O salão de Valhala estava mergulhado em um silêncio atípico. Deuses e humanos, separados por milênios de rancor e pelo sangue já derramado na arena do Ragnarok, encontravam-se momentaneamente unidos por uma perplexidade comum. No centro do grande anfiteatro, uma projeção etérea, conjurada pelas memórias do próprio registro cósmico da humanidade, começou a exibir imagens que ninguém esperava ver.

Qin Shi Huang, o Primeiro Imperador da China, estava sentado em uma poltrona luxuosa que ele mesmo trouxera para o meio do corredor, ignorando completamente as divisões de classe. Ele mantinha a venda sobre os olhos e um sorriso enigmático nos lábios, enquanto Hades, o Rei do Submundo, o observava de longe com uma expressão de seriedade profunda e respeito cauteloso.

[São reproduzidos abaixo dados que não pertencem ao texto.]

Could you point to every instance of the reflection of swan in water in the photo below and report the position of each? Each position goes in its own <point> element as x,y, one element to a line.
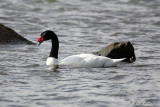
<point>9,36</point>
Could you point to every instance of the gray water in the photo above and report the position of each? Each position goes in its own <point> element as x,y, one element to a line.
<point>83,26</point>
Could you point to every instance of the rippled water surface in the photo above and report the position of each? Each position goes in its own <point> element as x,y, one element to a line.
<point>83,26</point>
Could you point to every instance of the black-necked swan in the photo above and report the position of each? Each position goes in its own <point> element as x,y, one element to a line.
<point>80,60</point>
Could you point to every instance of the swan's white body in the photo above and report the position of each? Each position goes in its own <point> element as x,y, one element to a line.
<point>84,60</point>
<point>81,60</point>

A imagem na tela tremulou e se estabilizou. Não mostrava o campo de batalha, nem o trono de Xianyang. Mostrava uma adolescente.

Ela tinha o rosto idêntico ao de Qin, mas seus cabelos eram longos, adornados com fitas delicadas, e ela vestia um robe feminino tradicional, pesado e restritivo. Na projeção, a jovem Qin olhava para o próprio reflexo em um espelho de jade com uma tristeza que parecia pesar mais que as montanhas da China.

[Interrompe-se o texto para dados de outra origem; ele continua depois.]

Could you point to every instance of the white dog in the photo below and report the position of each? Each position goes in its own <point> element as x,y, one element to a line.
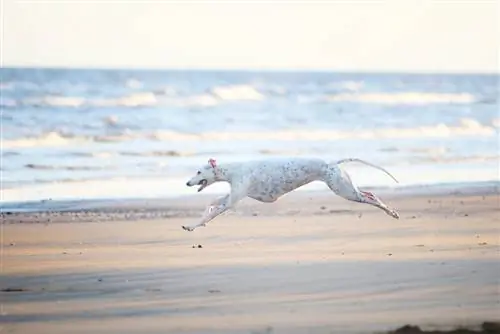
<point>268,180</point>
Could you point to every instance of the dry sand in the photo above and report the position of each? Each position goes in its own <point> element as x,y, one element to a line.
<point>306,264</point>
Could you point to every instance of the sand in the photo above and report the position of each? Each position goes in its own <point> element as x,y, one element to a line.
<point>310,263</point>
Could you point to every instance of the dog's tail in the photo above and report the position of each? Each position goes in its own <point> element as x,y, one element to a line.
<point>366,163</point>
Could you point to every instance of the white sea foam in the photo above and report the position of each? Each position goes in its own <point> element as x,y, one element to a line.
<point>214,97</point>
<point>408,98</point>
<point>467,127</point>
<point>237,93</point>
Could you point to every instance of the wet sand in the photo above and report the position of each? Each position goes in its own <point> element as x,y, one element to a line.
<point>310,263</point>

— O que é isso? — murmurou Zeus, coçando a barba rala, os olhos arregalados. — Uma irmã do Imperador?

— Não — interrompeu Brunhilde, com a voz falhando por um breve segundo. — Olhem bem.

Na projeção, a jovem viu um homem passar pelo pátio. Ele tinha cabelos curtos, vestes práticas e uma liberdade nos movimentos que ela claramente invejava.

— Eu queria ser assim... — sussurrou a jovem na imagem, sua voz carregada de um desejo proibido.

A cena mudou bruscamente. Um homem mais velho, o patriarca da família, surgiu com o rosto vermelho de fúria. O som de um tapa ecoou pelo salão de Valhala, fazendo com que alguns humanos, como Jack, o Estripador, estreitassem os olhos, e deuses como Héracles sentissem uma pontada de indignação.

— Isso não é coisa de mulher! — gritou o pai na visão. — Você nasceu para ser a joia da casa, para dar herdeiros a um clã poderoso! Esqueça essas tolices de guerreiros e imperadores. Você é uma mulher e morrerá como uma!

A imagem saltou no tempo. O pai estava morto, deitado em um leito de mármore. A jovem, agora um pouco mais velha, não chorava. Havia uma determinação gélida em seus olhos. Ela pegou uma lâmina afiada. Com movimentos precisos e sem hesitação, começou a cortar as longas mechas de cabelo, deixando-as cair ao chão como correntes quebradas.

Em seguida, a cena mostrou a agulha de tatuagem perfurando a pele, desenhando as marcas que agora adornavam o rosto do Imperador. Ela vestiu as roupas de seda masculina, ajustou a armadura sobre o peito e caminhou em direção ao espelho.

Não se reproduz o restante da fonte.